You want beautiful armpits? Shave–that’s all. Guys will forever be seduced by your tits not your armpits. As long as you don’t have hairy armpits it doesn’t matter how they look. That’s the truth. The average “pig in a suit” doesn’t care how fat a woman is or how her armpits look as long as he’s going to get laid. That kind of guy would hump a fire hydrant. And a guy who’s respectful of a woman and is looking beyond Saturday night won’t care about your armpits either.

So why should we care about our armpits? Dove has set the women’s movement back 200 years.

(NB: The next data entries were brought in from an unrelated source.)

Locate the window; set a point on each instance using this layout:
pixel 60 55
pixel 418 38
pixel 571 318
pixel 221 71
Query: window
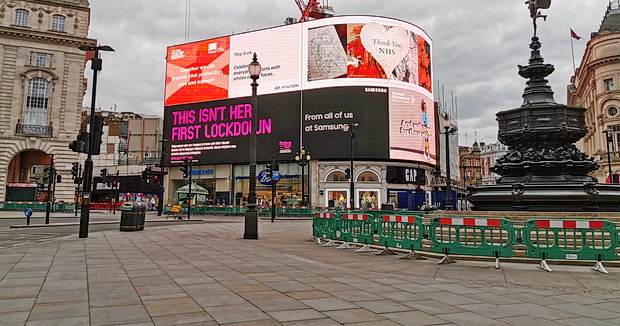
pixel 58 23
pixel 367 176
pixel 609 84
pixel 21 17
pixel 40 59
pixel 37 102
pixel 337 176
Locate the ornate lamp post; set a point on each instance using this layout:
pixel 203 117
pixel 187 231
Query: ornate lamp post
pixel 352 183
pixel 302 159
pixel 608 137
pixel 95 65
pixel 449 129
pixel 251 215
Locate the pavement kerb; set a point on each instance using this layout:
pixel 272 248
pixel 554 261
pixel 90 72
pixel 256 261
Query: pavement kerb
pixel 91 223
pixel 523 260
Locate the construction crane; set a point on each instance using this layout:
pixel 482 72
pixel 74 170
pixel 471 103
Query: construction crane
pixel 312 9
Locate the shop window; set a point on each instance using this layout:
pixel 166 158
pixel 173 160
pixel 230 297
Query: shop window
pixel 337 176
pixel 609 84
pixel 58 23
pixel 21 17
pixel 37 102
pixel 367 176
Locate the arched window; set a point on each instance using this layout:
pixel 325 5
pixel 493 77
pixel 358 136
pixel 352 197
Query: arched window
pixel 37 103
pixel 21 17
pixel 367 176
pixel 58 23
pixel 337 176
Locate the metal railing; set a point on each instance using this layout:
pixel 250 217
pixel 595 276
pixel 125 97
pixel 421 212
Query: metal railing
pixel 37 130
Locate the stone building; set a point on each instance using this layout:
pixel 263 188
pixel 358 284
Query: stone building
pixel 489 154
pixel 41 89
pixel 596 86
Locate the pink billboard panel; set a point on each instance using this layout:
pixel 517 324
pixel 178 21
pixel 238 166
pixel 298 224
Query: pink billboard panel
pixel 197 71
pixel 412 126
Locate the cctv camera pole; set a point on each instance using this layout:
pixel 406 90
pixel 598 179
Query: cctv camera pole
pixel 50 196
pixel 95 65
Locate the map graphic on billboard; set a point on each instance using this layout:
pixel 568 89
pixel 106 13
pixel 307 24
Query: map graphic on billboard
pixel 316 78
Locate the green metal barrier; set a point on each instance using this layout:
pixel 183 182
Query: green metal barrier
pixel 571 239
pixel 325 225
pixel 401 231
pixel 491 237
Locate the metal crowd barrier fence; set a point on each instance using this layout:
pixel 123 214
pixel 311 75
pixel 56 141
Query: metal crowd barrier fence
pixel 492 237
pixel 572 240
pixel 403 232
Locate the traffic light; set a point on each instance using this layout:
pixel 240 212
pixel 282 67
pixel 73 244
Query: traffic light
pixel 81 144
pixel 75 166
pixel 185 169
pixel 268 170
pixel 97 132
pixel 156 179
pixel 47 174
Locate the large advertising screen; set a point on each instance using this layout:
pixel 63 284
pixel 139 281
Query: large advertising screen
pixel 317 77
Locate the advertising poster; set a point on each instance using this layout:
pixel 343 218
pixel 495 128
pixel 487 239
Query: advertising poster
pixel 219 131
pixel 412 126
pixel 365 50
pixel 279 52
pixel 328 112
pixel 197 72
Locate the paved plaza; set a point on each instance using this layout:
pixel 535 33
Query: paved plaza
pixel 205 274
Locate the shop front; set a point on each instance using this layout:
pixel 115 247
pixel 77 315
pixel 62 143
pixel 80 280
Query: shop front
pixel 288 189
pixel 212 181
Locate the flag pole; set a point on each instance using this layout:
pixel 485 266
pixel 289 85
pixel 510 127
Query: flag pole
pixel 572 52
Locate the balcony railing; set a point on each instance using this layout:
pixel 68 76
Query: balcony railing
pixel 35 130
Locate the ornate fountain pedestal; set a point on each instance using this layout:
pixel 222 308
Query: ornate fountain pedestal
pixel 543 170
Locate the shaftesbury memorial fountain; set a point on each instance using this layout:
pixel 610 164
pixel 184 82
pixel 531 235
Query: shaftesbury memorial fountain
pixel 543 169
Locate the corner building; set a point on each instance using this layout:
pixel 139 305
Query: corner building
pixel 596 87
pixel 342 89
pixel 41 91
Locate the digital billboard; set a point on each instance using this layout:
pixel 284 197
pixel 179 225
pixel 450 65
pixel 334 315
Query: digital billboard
pixel 317 77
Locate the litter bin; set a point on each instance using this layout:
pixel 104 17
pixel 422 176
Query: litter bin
pixel 132 216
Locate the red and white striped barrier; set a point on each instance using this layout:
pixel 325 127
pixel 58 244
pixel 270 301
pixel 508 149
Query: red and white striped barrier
pixel 399 218
pixel 560 224
pixel 356 217
pixel 470 221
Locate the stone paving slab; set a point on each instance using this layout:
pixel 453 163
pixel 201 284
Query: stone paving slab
pixel 205 274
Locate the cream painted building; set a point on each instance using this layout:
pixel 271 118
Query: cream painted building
pixel 596 86
pixel 41 88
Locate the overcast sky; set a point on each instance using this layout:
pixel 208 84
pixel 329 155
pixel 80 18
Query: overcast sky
pixel 477 45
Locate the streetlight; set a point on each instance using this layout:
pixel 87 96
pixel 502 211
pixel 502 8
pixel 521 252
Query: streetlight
pixel 303 159
pixel 609 137
pixel 449 129
pixel 160 207
pixel 95 65
pixel 251 215
pixel 352 183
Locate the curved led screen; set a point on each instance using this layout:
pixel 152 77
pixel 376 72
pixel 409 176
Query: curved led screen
pixel 317 77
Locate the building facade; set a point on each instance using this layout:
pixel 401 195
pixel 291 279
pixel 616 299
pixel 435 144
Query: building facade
pixel 489 154
pixel 41 91
pixel 596 87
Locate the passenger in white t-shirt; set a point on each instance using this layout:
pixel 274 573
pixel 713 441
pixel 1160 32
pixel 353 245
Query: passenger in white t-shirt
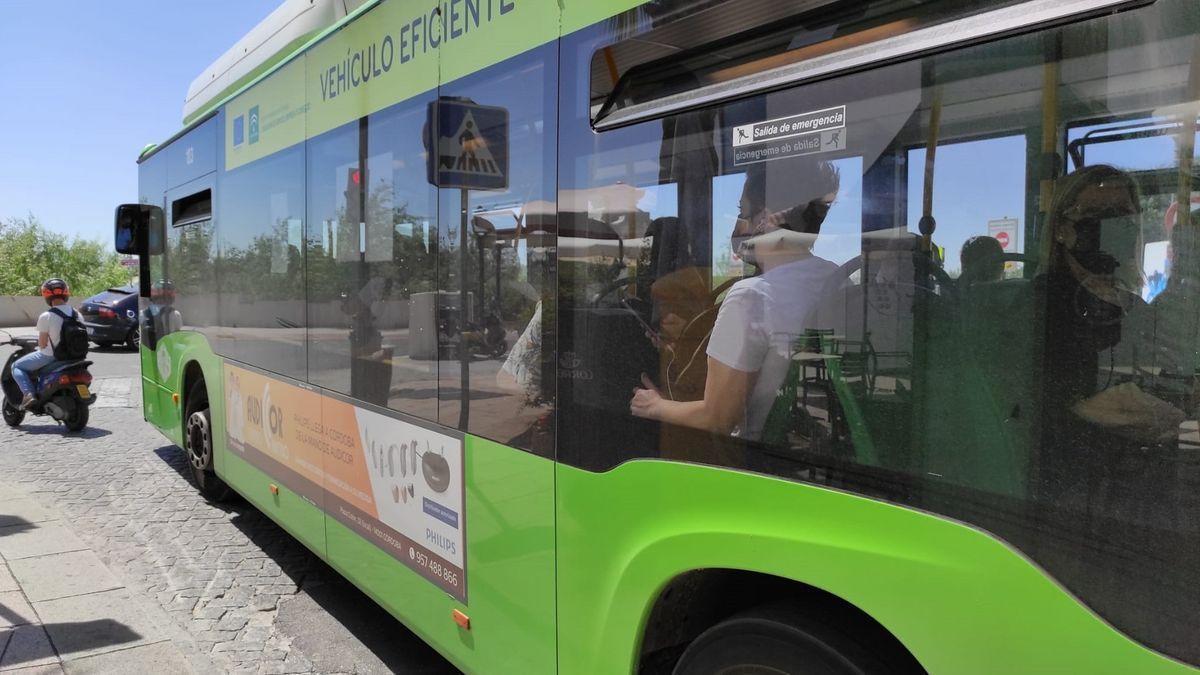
pixel 783 207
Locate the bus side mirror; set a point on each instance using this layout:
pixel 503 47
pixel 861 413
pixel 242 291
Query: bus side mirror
pixel 138 230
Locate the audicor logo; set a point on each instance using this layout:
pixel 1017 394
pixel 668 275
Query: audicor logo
pixel 163 359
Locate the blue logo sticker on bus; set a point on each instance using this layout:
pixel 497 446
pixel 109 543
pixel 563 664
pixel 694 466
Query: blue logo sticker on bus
pixel 253 124
pixel 439 512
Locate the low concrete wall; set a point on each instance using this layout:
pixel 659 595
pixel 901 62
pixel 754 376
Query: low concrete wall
pixel 17 311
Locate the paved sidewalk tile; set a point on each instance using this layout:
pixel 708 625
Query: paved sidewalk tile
pixel 96 623
pixel 15 610
pixel 18 509
pixel 59 575
pixel 25 646
pixel 6 580
pixel 159 657
pixel 52 669
pixel 24 541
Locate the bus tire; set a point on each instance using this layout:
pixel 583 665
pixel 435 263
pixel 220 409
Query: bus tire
pixel 777 639
pixel 198 446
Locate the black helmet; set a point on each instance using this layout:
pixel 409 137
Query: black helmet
pixel 54 288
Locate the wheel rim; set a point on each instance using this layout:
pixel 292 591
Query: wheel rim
pixel 199 442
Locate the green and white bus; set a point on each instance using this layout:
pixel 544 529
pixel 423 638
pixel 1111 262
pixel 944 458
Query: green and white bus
pixel 705 335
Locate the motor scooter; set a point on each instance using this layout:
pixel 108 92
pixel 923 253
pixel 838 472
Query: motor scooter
pixel 63 388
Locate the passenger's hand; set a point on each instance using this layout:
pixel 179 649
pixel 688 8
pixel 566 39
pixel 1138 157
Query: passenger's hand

My only criteria is: when will a deodorant come along that DOESN’T leave white stains? I could totally be brandwashed by the claim:

NO white stains. EVER.

What Would Audrey Do?

The Pamela Keogh book What Would Audrey Do? is a nifty little guide to incorporating the elements of Audrey Hepburn’s style and life into our own.

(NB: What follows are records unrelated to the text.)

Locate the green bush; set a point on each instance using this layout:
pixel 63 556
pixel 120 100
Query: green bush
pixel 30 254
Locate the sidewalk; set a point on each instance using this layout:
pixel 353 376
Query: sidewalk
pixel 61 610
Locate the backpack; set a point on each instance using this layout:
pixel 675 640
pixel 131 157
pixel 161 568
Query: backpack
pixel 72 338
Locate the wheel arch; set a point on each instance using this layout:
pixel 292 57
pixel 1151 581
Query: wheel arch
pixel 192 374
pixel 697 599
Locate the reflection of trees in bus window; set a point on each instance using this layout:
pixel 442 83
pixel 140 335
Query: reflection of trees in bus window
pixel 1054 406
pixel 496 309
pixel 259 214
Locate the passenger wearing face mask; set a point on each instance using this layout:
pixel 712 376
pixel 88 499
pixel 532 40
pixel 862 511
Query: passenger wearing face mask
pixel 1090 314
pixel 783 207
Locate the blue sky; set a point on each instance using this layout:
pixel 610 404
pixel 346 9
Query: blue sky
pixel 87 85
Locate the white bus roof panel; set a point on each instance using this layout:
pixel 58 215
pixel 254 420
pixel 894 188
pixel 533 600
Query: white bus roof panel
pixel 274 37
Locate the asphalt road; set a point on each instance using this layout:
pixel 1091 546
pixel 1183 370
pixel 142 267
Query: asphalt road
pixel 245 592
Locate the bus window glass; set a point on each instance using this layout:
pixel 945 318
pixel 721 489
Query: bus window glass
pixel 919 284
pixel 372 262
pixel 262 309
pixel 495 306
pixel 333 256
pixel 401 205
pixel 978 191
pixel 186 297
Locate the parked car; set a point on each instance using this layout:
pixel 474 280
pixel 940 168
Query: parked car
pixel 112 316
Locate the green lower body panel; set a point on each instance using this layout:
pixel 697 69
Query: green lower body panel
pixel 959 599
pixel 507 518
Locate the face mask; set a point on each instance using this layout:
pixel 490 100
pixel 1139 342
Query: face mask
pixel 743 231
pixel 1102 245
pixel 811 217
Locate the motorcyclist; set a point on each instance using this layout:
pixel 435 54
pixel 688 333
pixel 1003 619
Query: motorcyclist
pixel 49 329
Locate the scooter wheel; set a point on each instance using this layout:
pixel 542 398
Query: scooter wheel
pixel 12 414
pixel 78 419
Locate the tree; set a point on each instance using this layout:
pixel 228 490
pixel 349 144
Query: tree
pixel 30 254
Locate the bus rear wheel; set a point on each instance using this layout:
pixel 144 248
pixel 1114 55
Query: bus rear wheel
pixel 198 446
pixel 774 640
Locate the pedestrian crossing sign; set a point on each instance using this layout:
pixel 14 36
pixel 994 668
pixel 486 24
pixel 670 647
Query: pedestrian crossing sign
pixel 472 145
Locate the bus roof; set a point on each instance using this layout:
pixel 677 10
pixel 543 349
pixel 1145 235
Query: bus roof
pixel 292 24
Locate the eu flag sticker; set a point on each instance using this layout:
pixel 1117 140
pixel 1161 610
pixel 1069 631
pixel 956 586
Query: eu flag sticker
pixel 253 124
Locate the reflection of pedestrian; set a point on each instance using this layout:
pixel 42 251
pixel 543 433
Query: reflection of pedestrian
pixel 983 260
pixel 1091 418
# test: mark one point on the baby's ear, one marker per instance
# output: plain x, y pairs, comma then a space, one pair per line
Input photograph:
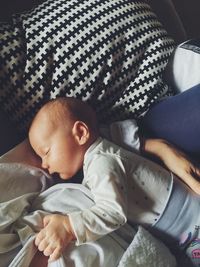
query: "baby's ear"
81, 132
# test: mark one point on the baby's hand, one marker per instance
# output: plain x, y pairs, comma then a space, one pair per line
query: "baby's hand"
55, 236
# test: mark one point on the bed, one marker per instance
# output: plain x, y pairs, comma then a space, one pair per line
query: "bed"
50, 51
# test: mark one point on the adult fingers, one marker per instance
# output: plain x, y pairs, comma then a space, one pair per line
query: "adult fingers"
49, 250
46, 220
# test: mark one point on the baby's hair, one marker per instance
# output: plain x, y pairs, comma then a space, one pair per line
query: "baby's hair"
69, 107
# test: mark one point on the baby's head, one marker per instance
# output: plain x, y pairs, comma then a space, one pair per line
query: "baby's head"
61, 132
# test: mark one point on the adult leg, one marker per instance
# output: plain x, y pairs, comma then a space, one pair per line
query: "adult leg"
176, 119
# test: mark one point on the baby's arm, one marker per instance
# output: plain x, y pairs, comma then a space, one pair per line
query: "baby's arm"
55, 236
107, 182
175, 160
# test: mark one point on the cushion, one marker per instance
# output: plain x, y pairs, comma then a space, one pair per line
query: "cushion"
182, 71
109, 53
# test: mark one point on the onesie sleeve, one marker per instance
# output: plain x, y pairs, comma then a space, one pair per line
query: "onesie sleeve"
105, 177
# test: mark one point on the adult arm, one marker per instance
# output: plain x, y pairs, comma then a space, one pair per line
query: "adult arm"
175, 160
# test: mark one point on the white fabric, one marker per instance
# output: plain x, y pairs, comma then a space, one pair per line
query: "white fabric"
125, 134
182, 71
116, 178
24, 181
145, 250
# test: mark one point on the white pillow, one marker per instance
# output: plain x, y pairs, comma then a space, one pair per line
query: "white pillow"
183, 69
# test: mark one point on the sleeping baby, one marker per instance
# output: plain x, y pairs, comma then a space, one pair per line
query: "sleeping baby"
125, 186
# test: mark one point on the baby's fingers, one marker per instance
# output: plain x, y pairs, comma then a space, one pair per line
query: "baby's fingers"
55, 255
39, 237
43, 245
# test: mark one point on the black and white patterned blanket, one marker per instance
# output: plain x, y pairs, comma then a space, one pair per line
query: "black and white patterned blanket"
109, 53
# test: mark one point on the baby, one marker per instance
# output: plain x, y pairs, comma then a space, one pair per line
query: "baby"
124, 185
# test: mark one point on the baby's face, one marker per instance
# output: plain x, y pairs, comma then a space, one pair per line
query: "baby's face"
57, 148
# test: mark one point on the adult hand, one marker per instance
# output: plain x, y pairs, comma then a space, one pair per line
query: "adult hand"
55, 236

It’s a short book that can be read in one or two days.I plan on installing it as an e-book. Audrey Hepburn was a bright light in the firmament of talent in the world.

Later in life she was an ambassador for UNICEF who traveled to Somalia to champion giving aid to that ravaged country. Hepburn was the first actress to do this kind of humanitarian work.

She survived living in Holland in WWII by eating tulip bulbs and making pesto with grass. Living in famine she got down to 90 pounds at one point.

What Would Audrey Do? is my new favorite reference book.

It’s said in the book that a lot of women describe themselves as “very Audrey” in homage to this style icon. I wouldn’t go so far. Why not be your own inimitable self not a copycat of another woman?

All women can be as remarkable as Audrey and as unforgettable. This involves sticking to the clothes that are in our style, wearing makeup that suits our coloring, and acting with grace towards others.

Audrey Hepburn was quoted elsewhere:

“You have two hands. One for helping yourself. One for helping others.”


Drew Barrymore is a class act. Her collection of stories about her life–Wildflower— is a touching, captivating look at a wild child turned Earth mother.

Instead of a typical street-drugs-and-demons kiss-and-tell memoir Barrymore has treated us to scenes in her life that convey her rebel spirit and DIY punk ethos that in the end were the traits that helped her recover and heal.

I related to the chapter where she flies off to Greece in a bohemian outfit with a backpack and mix tapes with her friend. Days later the vividness remains of her description of that outfit.

Barrymore is a little cool and warm at once in the good way of the word cool. She has two daughters: Olive and Frankie.

In more ways than one and in more ways than the average descent-into-hell and crawl-back-up story she gives us a real human first person account that most women can relate to.

There’s a wild child in all of us. There’s an Earth mother in all of us.

We can read Wildflower to see how Drew Barrymore did it: with style, sass, good humor.